Johan Willem Friso, achterneef en beoogd opvolger van de kinderloze Willem III (stadhouder van alle Nederlandse gewesten), was pas 24 en nog niet verder gekomen dan het stadhouderschap in Friesland en Groningen toen hij in 1711 door noodweer verdronk bij een overtocht van het Hollands Diep. Maria Louise was toen echter zwanger van een zoon, de latere stadhouder Willem IV. Daardoor kon zij het beheer en het bestuur van de door hem geerfde goederen waarnemen. Tot die erfgoederen behoorde ook de baronie van IJsselstein. Vanaf 1732 kon Maria Louise dat doen als barones, want in dat jaar schonk Willem IV de baronie aan zijn moeder.

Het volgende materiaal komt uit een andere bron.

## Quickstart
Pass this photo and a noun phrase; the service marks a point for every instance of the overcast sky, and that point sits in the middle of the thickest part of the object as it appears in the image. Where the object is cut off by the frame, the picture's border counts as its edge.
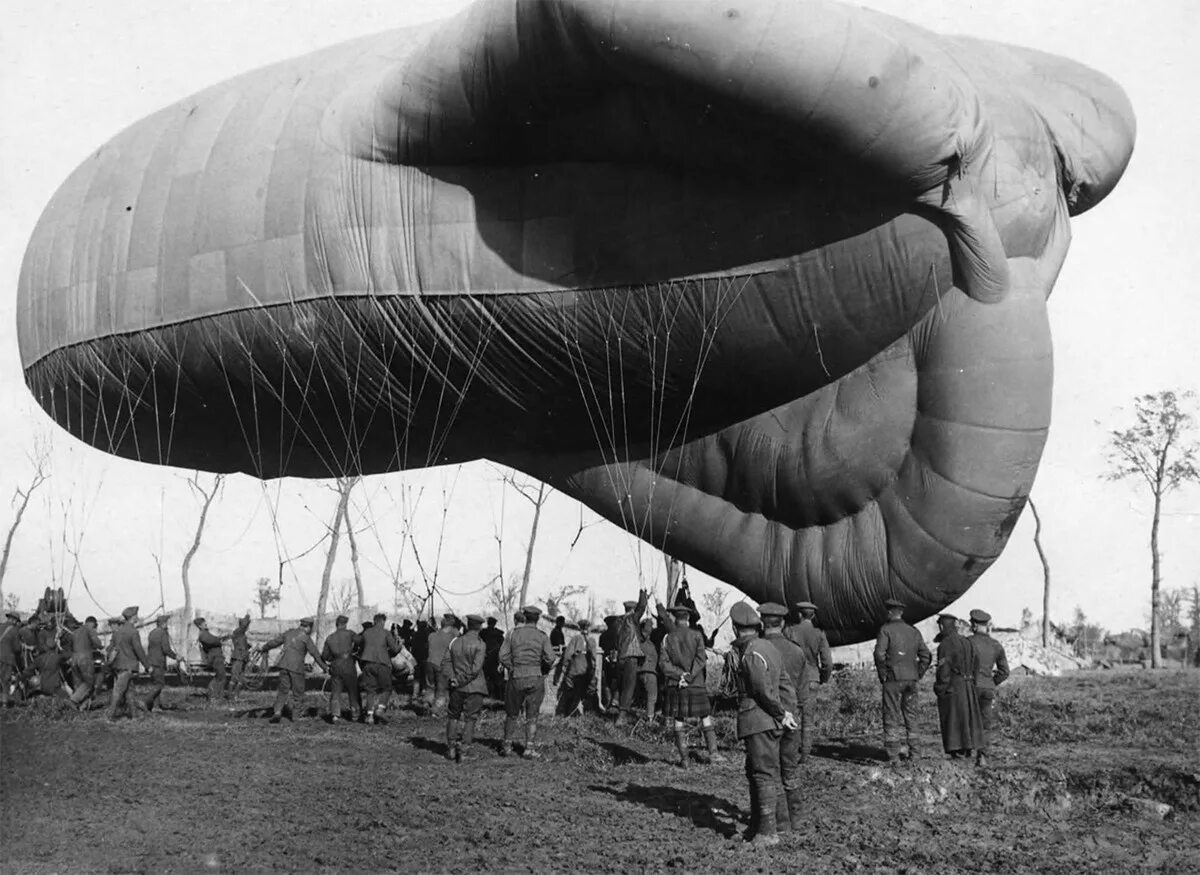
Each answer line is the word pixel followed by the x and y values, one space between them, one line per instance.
pixel 1125 315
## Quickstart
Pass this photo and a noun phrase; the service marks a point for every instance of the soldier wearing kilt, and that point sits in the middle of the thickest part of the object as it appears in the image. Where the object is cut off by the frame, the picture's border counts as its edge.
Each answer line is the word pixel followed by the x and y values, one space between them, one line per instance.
pixel 683 660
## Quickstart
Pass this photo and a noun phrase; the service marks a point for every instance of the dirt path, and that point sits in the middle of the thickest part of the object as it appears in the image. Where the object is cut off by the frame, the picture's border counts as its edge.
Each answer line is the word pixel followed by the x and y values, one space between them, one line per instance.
pixel 213 790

Maria Louise van Hessen-Kassel met haar kinderen Anna Charlotte Amalia (1710-1777) en Willem Karel Hendrik Friso (1711-1751), de latere Willem IV - 1725


In tegenstelling tot andere leden van het huis van Oranje Nassau, die het beheer over de heerlijkheid van IJsselstein in de praktijk overlieten aan de drost die op het kasteel van IJsselstein woonde, verbleef Marijke Meu veel in de baroniestad. Zij maakte de aardappel als volksvoedsel bij de bevolking van de baronie populair. Ook werden op haar initiatief premies ingesteld voor het bouwen van woningen. Verder bood zij bescherming aan protestantse vluchtelingen uit Bohemen, de Hernhutters. Maria Louise verdiende haar Friese koosnaam Marijke Meu door haar eenvoudige en beminnelijke manier van optreden. Die werd in Friesland niet alleen gewaardeerd door de gewone man, maar ook door de adel.